Page 2 of 2
Re: KICK C and the 65C02 CPU - A double linked list without pointers.
Posted: Wed May 31, 2023 5:00 pm
by StephenHorn
The vast majority of the code is the various list add, remove, allocate, and free functions. It semi-helpfully shows the start point of each procedure with a ".proc" label. At the bottom is a main() function that does exactly what was in my example use case. This is literally what cc65 generated on Godbolt.org, minus a few lines of non-relevant boilerplate assembly.
Re: KICK C and the 65C02 CPU - A double linked list without pointers.

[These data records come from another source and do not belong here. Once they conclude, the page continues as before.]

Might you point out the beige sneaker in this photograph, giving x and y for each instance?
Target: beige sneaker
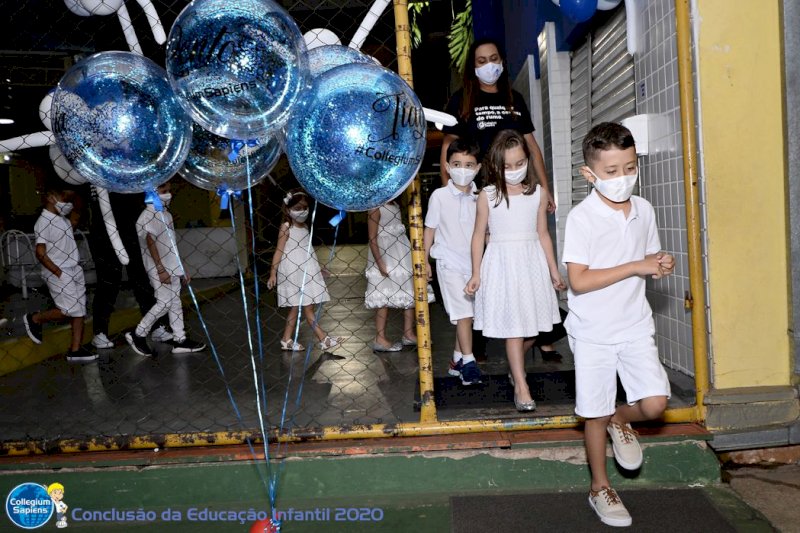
(609, 507)
(626, 447)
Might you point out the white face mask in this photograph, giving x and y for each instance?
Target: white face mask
(299, 216)
(462, 176)
(489, 73)
(616, 189)
(516, 176)
(64, 208)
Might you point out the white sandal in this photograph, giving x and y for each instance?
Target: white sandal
(291, 346)
(331, 342)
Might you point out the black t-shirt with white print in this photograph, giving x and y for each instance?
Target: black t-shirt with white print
(489, 117)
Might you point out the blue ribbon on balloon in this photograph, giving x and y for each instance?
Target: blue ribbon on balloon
(337, 218)
(151, 197)
(237, 145)
(225, 194)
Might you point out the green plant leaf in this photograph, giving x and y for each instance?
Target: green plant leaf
(459, 39)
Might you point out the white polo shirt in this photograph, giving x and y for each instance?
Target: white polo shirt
(55, 232)
(601, 237)
(452, 214)
(159, 226)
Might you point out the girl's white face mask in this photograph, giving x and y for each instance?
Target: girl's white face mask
(489, 73)
(617, 189)
(64, 208)
(516, 176)
(299, 216)
(462, 176)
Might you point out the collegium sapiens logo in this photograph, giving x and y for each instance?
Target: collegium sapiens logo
(29, 505)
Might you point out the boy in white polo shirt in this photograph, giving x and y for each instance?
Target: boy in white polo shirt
(448, 235)
(165, 270)
(57, 251)
(611, 245)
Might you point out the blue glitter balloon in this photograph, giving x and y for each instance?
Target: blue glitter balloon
(238, 66)
(216, 163)
(323, 58)
(358, 139)
(118, 123)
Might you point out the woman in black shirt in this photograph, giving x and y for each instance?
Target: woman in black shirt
(487, 105)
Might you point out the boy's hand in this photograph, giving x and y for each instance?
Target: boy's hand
(558, 282)
(667, 263)
(651, 266)
(473, 285)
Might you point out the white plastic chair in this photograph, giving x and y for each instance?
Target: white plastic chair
(18, 256)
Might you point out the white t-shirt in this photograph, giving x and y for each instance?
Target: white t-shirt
(55, 232)
(452, 214)
(601, 237)
(159, 226)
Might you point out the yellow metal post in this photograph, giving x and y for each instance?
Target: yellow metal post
(697, 299)
(415, 220)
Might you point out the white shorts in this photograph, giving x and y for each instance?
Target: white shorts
(596, 368)
(68, 291)
(456, 302)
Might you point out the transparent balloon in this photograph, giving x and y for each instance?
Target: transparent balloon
(216, 163)
(323, 58)
(239, 67)
(358, 139)
(118, 123)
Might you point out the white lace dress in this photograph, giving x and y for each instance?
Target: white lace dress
(294, 262)
(516, 296)
(397, 290)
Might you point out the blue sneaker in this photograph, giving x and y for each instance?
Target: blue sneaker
(455, 368)
(471, 374)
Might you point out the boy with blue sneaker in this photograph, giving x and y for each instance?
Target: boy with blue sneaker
(448, 235)
(611, 245)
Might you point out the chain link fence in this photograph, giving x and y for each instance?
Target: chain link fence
(245, 374)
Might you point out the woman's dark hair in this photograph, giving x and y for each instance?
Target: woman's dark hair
(605, 136)
(495, 163)
(472, 85)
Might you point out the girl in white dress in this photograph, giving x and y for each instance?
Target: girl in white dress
(291, 262)
(389, 281)
(513, 280)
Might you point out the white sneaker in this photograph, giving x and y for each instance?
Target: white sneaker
(101, 341)
(627, 450)
(160, 334)
(609, 507)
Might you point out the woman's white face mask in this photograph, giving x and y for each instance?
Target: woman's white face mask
(489, 73)
(617, 189)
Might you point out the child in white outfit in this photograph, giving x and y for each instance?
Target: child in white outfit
(165, 270)
(448, 235)
(513, 280)
(389, 278)
(296, 272)
(611, 244)
(57, 251)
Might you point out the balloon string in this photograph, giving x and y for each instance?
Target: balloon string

Posted: Wed May 31, 2023 6:08 pm
by StephenHorn
But let's see how a human can do better. For "list_remove_avail_foo", the function to remove an index from the list started at avail_head for some linked list of indices named "foo", cc65 generated this:
Code: Select all
.proc _list_remove_avail_foo: near
jsr pusha
ldy #$00
ldx #$00
lda (sp),y
bpl L0003
dex
L0003: jsr pushax
ldx #$00
lda _avail_head_foo
bpl L0004
dex
L0004: jsr toseqax
jeq L0002
lda #<(_next_foo)
ldx #>(_next_foo)
ldy #$00
clc
adc (sp),y
bcc L0007
inx
L0007: ldy #$00
jsr ldaidx
jsr pushax
ldx #$00
lda _avail_head_foo
bpl L0008
dex
L0008: jsr toseqax
jeq L0005
ldx #$FF
lda #$FF
sta _avail_head_foo
jmp L0002
L0005: lda #<(_next_foo)
ldx #>(_next_foo)
ldy #$00
clc
adc (sp),y
bcc L000B
inx
L000B: ldy #$00
jsr ldaidx
sta _avail_head_foo
L0002: lda #<(_next_foo)
ldx #>(_next_foo)
ldy #$00
clc
adc (sp),y
bcc L000D
inx
L000D: ldy #$00
jsr ldaidx
clc
adc #<(_prev_foo)
tay
txa
adc #>(_prev_foo)
tax
tya
jsr pushax
lda #<(_prev_foo)
ldx #>(_prev_foo)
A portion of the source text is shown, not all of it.